Pompée ramena la recette à Rome, où le mithridate fut également nommé « Damocrate », du nom du médecin romain qui mit la description du mithridate en vers hexamètres. Au Moyen Age et à la Renaissance, c’était l’une des drogues les plus complexes et les plus recherchées car son usage s’était étendu à d’autres maux : peste, fièvres malignes, petite vérole, scorbut, épilepsie, apoplexie, paralysie, etc. Il était connu pour fortifier l’estomac et le cerveau. La fabrication du mithridate s’est poursuivie jusqu’au 19e siècle. Ce fut l’un des principaux médicaments dans les magasins d’apothicaires.
Aujourd’hui, si le roi Mithridate est bien passé à la postérité, c’est moins pour sa recette miracle que pour son processus de mithridatisation, qui consiste à ingérer des doses croissantes d’un produit toxique afin d’acquérir une insensibilité vis-à-vis de celui-ci. Une application médicale actuelle est la désensibilisation spécifique à un allergène, par exemple le venin des guêpes.
La recette
D’après Pline l’ancien, « L’antidote de Mithridate est composé de cinquante-quatre substances ; aucune n’y entre pour le même poids ».
Aulus Cornelius Celsus détaille une version de l’antidote dans De Medicina (environ 30 après J.-C.). Il contenait : costmary 66 grammes, drapeau doux 20 grammes, hypericum grammes, Gomme naturelle 8 grammes, sagapénum 8 grammes, jus d’ acacia 8 grammes, Iris d’ Illyrie 8 grammes, cardamome 8 grammes, anis 12 grammes, Nard gaulois ( Valeriana italica ) 16 grammes, racine de gentiane 16 grammes, feuilles séchées de rose 16 grammes, larmes de pavot 17 grammes, persil 17 grammes, casia 20-66 grammes, saxifrage 20-66 grammes, ivraie 20-66 grammes, poivre long 20-66 grammes, storax 21 grammes, castoréum 24 grammes, encens 24 grammes, jus d’ hypocistis 24 grammes, myrrhe 24 grammes, opopanax 24 grammes, feuilles de malabathrum 24 grammes, fleur de jonc rond 24-66 grammes, térébenthine 24-66 grammes, galbanum 24-66 grammes, Graines de carottes crétoises 24-66 grammes, nard 25 grammes, opobalsam 25 grammes, bourse à berger 25 grammes, racine de rhubarbe 28 grammes, safran 29 grammes, gingembre 29 grammes, cannelle 29 grammes. Les ingrédients étaient ensuite « pilés et repris dans du miel pour en faire un électuaire, préparation pharmaceutique ressemblant à de la pâte molle. Un morceau de la taille d’une amande était donné dans du vin. »

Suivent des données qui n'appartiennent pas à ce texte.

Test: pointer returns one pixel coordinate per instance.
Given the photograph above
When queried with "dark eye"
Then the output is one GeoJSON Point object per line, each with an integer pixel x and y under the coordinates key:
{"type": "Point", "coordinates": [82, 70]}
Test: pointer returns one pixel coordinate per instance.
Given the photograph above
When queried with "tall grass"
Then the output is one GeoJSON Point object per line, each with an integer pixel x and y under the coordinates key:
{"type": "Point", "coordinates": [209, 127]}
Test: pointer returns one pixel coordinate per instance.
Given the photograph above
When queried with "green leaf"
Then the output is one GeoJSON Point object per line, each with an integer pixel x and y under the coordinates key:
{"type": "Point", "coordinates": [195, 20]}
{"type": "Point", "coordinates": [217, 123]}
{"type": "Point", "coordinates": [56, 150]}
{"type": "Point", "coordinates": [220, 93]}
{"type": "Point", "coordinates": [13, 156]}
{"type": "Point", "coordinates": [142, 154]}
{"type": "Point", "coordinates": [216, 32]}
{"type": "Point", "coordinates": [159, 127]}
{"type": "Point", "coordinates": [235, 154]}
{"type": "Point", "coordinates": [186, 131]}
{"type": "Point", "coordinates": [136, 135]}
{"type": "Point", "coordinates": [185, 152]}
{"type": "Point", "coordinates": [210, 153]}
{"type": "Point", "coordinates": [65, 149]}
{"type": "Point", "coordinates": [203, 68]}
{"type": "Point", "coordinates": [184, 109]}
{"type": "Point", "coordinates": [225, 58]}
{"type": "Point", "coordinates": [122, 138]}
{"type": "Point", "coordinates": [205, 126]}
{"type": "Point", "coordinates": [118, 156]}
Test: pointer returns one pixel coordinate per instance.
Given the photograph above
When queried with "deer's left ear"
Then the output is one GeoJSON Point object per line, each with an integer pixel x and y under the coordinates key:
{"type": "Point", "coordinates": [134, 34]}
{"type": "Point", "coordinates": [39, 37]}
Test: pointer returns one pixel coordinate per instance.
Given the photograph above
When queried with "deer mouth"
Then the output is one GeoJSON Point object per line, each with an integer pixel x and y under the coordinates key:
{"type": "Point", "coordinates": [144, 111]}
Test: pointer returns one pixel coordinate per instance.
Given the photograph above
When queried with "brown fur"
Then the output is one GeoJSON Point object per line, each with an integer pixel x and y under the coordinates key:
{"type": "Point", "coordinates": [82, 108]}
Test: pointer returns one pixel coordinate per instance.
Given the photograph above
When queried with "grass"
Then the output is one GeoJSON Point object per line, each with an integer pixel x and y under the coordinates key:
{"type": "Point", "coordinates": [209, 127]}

Accompagnant la recette, Pline l’Ancien nota son scepticisme à l’égard du mithridate : « L’antidote mithridatique est composé de cinquante-quatre ingrédients, dont aucun n’a le même poids, tandis que pour certains, il est prescrit un soixantième d’un denier. Lequel des dieux, au nom de la Vérité, a fixé ces proportions absurdes ? Aucun cerveau humain n’aurait pu être assez affûté. C’est clairement un défilé voyant de l’art, et une vantardise colossale de la science ». Ses doutes furent souvent partagés, et le terme de vendeur de mithridate devint avec le temps synonyme de charlatan.
Roi du Pont (aujourd’hui en Turquie) et du Bosphore de la dynastie des Mithridatides. Personnage complexe, ambitieux, inflexible aussi, amateur d’art, Mithridate est souvent comparé à Hannibal pour sa haine de Rome. Il est également connu pour être à l’origine du concept de mithridatisation, qui consiste à consommer régulièrement de faibles doses de poison pour y accoutumer l’organisme et y développer une résistance.